In this study, some machine learning methods are used to construct the prediction mortality model of 14-day of CRKP bloodstream infection. The effect of random forest is better than that of XGBoost and SVM with limited sample sizes, and is generally better than multiple logical regression models. The purpose of establishing a 14-day mortality prediction model is that CRKP bloodstream infection deteriorates rapidly into severe multiple organ dysfunction syndromes, resulting in death. The establishment of a relatively short-term risk prediction model can help clinicians identify high-risk groups when bloodstream infection occurs, and guide the use of more active monitoring measures and anti-infection programs16.
Recently, artificial intelligence has been used to predict the incidence of hospitalization and colonization of CRO17. Although there is no research on machine learning to predict the mortality rate of CRKP bloodstream infection, this study partially proves the superiority of the machine learning algorithm18,19. The machine learning algorithms we chose are currently recognized, mature and common, including random forest, SVM and XGBoost. With small samples, the random forest can spread the branches of the decision tree through its algorithm, determine the important variables according to the Gini score, and present an effective model. SVM and XGBoost, as introduced algorithms recently, can get more accurate prediction through more complex operation mechanism, and can fully demonstrate their superior performance with a large amount of data. There are similar conclusions in the comparative study of other clinical medical models20-22. The modeling results are almost the same accuracy. XGBoost is similar to the random forest in performance and SVM has higher specificity. The prediction ability of the multivariate logical regression is not as good as three machine learning algorithms, but it is more intuitive and easy to understand. In this study, the risk score based on multivariate logical regression can predict the 14-day survival rate of 82.5% of patients using five highly independent and important factors. The unexpected result is the decision tree model, because the inclusion of too few branch points, the prediction result is not ideal.
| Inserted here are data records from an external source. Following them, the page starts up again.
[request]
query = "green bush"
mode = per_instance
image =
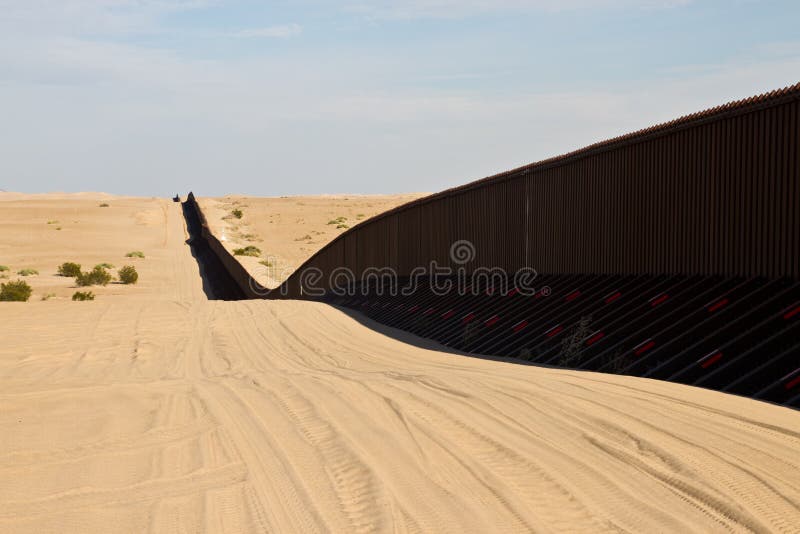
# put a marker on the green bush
(16, 291)
(96, 277)
(249, 250)
(70, 269)
(128, 275)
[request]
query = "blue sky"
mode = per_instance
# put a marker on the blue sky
(154, 97)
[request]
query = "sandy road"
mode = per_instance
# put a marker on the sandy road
(161, 411)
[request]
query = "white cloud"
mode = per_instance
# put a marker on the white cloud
(412, 9)
(281, 31)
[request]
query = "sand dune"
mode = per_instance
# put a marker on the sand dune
(153, 409)
(289, 230)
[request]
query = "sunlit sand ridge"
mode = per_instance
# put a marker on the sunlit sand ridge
(154, 409)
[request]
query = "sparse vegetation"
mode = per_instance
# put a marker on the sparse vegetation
(572, 344)
(96, 277)
(128, 275)
(16, 291)
(249, 250)
(70, 269)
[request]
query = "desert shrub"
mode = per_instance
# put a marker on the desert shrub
(96, 277)
(249, 250)
(128, 275)
(70, 269)
(16, 291)
(572, 344)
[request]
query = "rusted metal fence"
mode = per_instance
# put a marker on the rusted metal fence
(714, 193)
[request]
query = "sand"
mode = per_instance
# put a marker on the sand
(289, 230)
(152, 409)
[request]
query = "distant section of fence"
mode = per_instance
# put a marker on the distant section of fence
(713, 193)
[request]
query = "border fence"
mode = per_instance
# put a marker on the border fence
(712, 193)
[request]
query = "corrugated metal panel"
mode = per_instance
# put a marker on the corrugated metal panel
(712, 193)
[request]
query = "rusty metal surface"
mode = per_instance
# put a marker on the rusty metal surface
(712, 193)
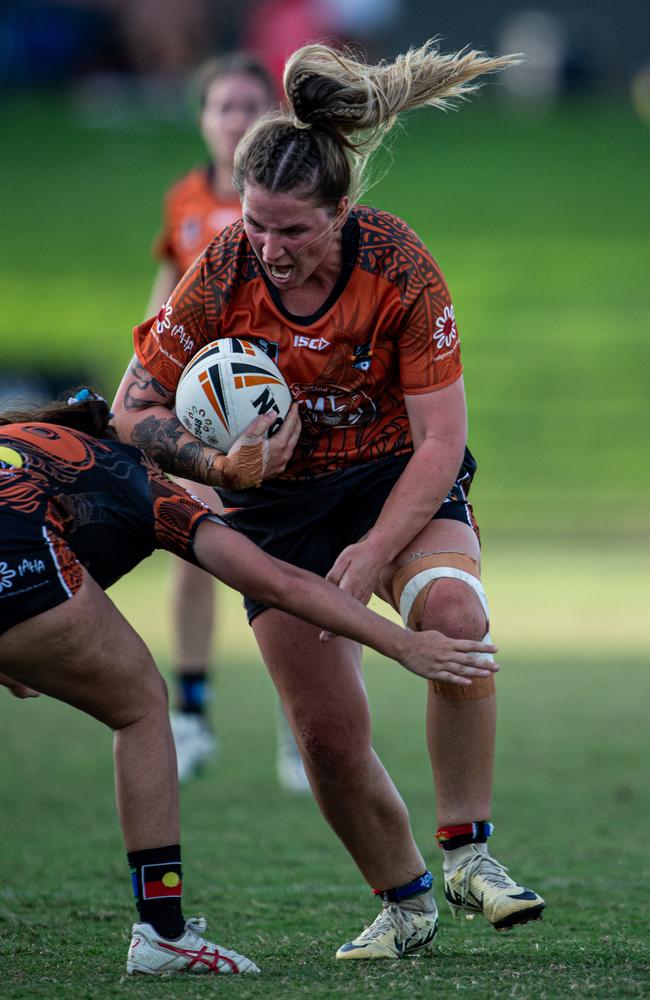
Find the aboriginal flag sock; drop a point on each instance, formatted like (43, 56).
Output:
(192, 690)
(461, 842)
(451, 837)
(157, 879)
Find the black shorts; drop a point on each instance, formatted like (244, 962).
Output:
(309, 523)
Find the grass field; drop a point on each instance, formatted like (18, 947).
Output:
(571, 808)
(540, 224)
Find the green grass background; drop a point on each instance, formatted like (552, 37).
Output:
(540, 224)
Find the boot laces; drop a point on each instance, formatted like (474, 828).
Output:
(198, 925)
(494, 873)
(392, 917)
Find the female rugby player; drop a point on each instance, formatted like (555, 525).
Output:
(79, 509)
(374, 494)
(233, 91)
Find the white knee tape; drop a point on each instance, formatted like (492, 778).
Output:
(420, 580)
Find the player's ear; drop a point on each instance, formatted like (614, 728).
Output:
(342, 212)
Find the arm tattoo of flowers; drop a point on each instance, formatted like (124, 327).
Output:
(159, 438)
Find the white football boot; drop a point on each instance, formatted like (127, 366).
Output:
(195, 743)
(395, 933)
(479, 884)
(289, 766)
(153, 955)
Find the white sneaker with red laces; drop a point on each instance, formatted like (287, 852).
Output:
(153, 955)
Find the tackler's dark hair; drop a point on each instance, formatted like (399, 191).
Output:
(82, 410)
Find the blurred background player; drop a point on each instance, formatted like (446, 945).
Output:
(375, 494)
(233, 90)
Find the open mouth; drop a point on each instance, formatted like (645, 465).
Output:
(280, 273)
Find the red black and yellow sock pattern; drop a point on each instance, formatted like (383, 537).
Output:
(157, 878)
(451, 837)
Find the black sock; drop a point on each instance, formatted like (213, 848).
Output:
(192, 690)
(157, 879)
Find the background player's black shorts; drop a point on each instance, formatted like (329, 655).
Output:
(309, 523)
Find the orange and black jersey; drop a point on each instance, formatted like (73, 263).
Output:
(387, 329)
(67, 500)
(192, 214)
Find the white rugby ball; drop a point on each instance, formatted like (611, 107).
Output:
(226, 385)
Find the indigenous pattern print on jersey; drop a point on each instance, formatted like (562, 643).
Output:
(68, 500)
(387, 329)
(192, 214)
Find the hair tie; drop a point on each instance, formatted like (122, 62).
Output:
(83, 395)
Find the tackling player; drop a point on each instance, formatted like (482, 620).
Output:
(78, 510)
(356, 313)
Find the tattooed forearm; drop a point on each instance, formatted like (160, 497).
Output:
(161, 438)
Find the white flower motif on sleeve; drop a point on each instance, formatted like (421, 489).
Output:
(164, 322)
(445, 332)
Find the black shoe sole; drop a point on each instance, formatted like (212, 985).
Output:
(522, 917)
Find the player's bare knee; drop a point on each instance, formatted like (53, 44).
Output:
(451, 607)
(147, 701)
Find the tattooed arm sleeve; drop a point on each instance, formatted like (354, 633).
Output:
(143, 416)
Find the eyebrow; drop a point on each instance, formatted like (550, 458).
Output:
(285, 229)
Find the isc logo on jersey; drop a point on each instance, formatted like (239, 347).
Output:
(226, 385)
(313, 343)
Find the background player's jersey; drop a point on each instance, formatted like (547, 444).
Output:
(66, 494)
(386, 329)
(192, 214)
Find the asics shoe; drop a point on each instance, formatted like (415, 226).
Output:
(289, 766)
(153, 955)
(195, 743)
(396, 932)
(481, 885)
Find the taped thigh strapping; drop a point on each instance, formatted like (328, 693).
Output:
(411, 586)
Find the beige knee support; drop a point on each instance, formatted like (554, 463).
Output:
(411, 585)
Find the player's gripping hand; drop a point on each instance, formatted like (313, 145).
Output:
(437, 657)
(254, 456)
(18, 690)
(356, 571)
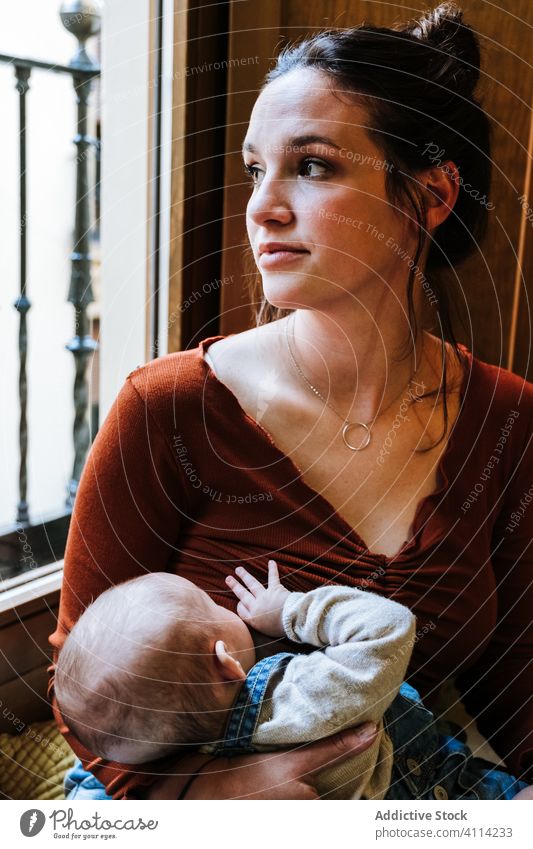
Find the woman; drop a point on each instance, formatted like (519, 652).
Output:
(339, 436)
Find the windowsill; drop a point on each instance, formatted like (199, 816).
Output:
(30, 585)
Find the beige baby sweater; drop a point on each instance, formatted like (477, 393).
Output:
(365, 643)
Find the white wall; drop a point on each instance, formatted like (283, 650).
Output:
(125, 44)
(33, 29)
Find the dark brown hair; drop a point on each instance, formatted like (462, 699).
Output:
(417, 83)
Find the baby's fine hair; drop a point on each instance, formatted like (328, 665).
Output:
(134, 677)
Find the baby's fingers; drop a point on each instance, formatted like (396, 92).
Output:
(252, 583)
(273, 574)
(240, 591)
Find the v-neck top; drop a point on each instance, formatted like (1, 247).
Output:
(180, 478)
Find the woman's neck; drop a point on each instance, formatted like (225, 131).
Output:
(358, 365)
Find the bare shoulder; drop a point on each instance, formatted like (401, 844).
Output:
(241, 357)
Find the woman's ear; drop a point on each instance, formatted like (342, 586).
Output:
(230, 669)
(442, 187)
In this study, the 14-day mortality rate of CRKP bloodstream infection was 21.4%, which was lower than the previously published epidemiological results of 31.1% in China3. This may be related to the regulation of antibiotics use in carbapenems and tigecycline recently, and to the approves of polymyxin B and ceftazidime-avibactam in the domestic market. More clinical experience of clinicians in CRKP bloodstream infection and earlier use of appropriate antibiotics may be associated with lower mortality23. The multiple logistic regression model included five major risk factors including age, septic shock, acute kidney injury, severe thrombocytopenia, and immunodeficiency. Septic shock and acute kidney injury are often mentioned in previous retrospective studies3,6,7,11,24. At present, the most famous research is the INCREMENT study, which divides the numerical variables into groups through the classification decision tree and predicts the model through the hierarchical logical regression model, and finds that five indicators can predict CRKP mortality, namely, severe infection/septic shock, Pitt score more than 6, Charles scores more than 2, nobiliary tract orginal bloodstream infection, inappropriate treatment, etc6. There are few reports of severe thrombocytopenia but it is consistent with the clinical manifestations of CRKP bloodstream infection, including earlier digestive tract bleeding, and faster thrombocytopenia rather than a decrease of myelosuppression. We found that septic shock, acute renal insufficiency, severe thrombocytopenia, these three independent variables are present in different models, and occupy an important position in the model.
In this study, there are advantages and disadvantages to the use of the local database. Different databases include different amounts of dimensions. In the critical area, a large number of articles have been published on the public database MIMIC, but the data may not apply to the Chinese population25,26. CRKP bloodstream infection is gradually increasing in recent years, but the epidemic trend is quite different from that of foreign countries. The CRKP samples in the database of MIMIC are very small, so it is impossible to carry out. Our department database has been established for two years, integrates the data stored in various data centers of the hospital in the past 5 years, and carries on the data mining of sepsis and acute kidney injury. The use of the local database to obtain samples of high accuracy, a wide selection of independent variables and flexible and complete extraction of independent variables. However, the local database may have some shortcomings, such as data bias, limited extrapolation, small sample size, unstable model. The models developed in recent years have no clear visualization tools, which makes it difficult to understand and explain the logic of the model. We have considered this issue in the data modeling phase and are actively working with other centers for external validation of the model, which will be the next phase of our team's research.